Explaining how weather conditions and satellite imagery can predict outbreaks of cholera, former National Science Foundation director Dr. Rita Colwell told Fogarty staff and others recently that NIH “needs to become more holistic” in its scientific approach.

Cholera appears to spread rapidly across regions of the globe, but in reality, she said, the bacteria spring up naturally in multiple coastal areas based on unusual temperature and ocean conditions and migrate by way of currents, contaminated drinking water and human-to-human contact.

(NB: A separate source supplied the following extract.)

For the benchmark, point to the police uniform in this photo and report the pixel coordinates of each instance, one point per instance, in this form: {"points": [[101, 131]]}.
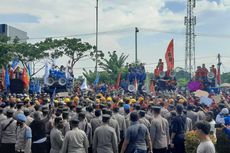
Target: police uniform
{"points": [[105, 139], [7, 134], [56, 139], [75, 141], [23, 136]]}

Hands holding a jar covered with cloth
Photo by Rita Colwell
A Bangladeshi woman filters
drinking water through a sari cloth.

Studying infectious diseases from an environmental perspective has led to new insights into the role that climate and genetic change play in cholera, malaria and other diseases that disproportionately affect tropical regions, she said. “The notion that a single pandemic strain is sweeping across a nation is refuted by genomic data,” Colwell said.

Fogarty has established a trans-NIH working group on climate change and health research (Global Health Matters, Vol. 7, No. 5, p. 3). “NIH should have a leading role in climate and health … but it has been driven by reductionism. That is highly productive for many areas but NIH now needs to become holistic for these larger more complex problems,” she said.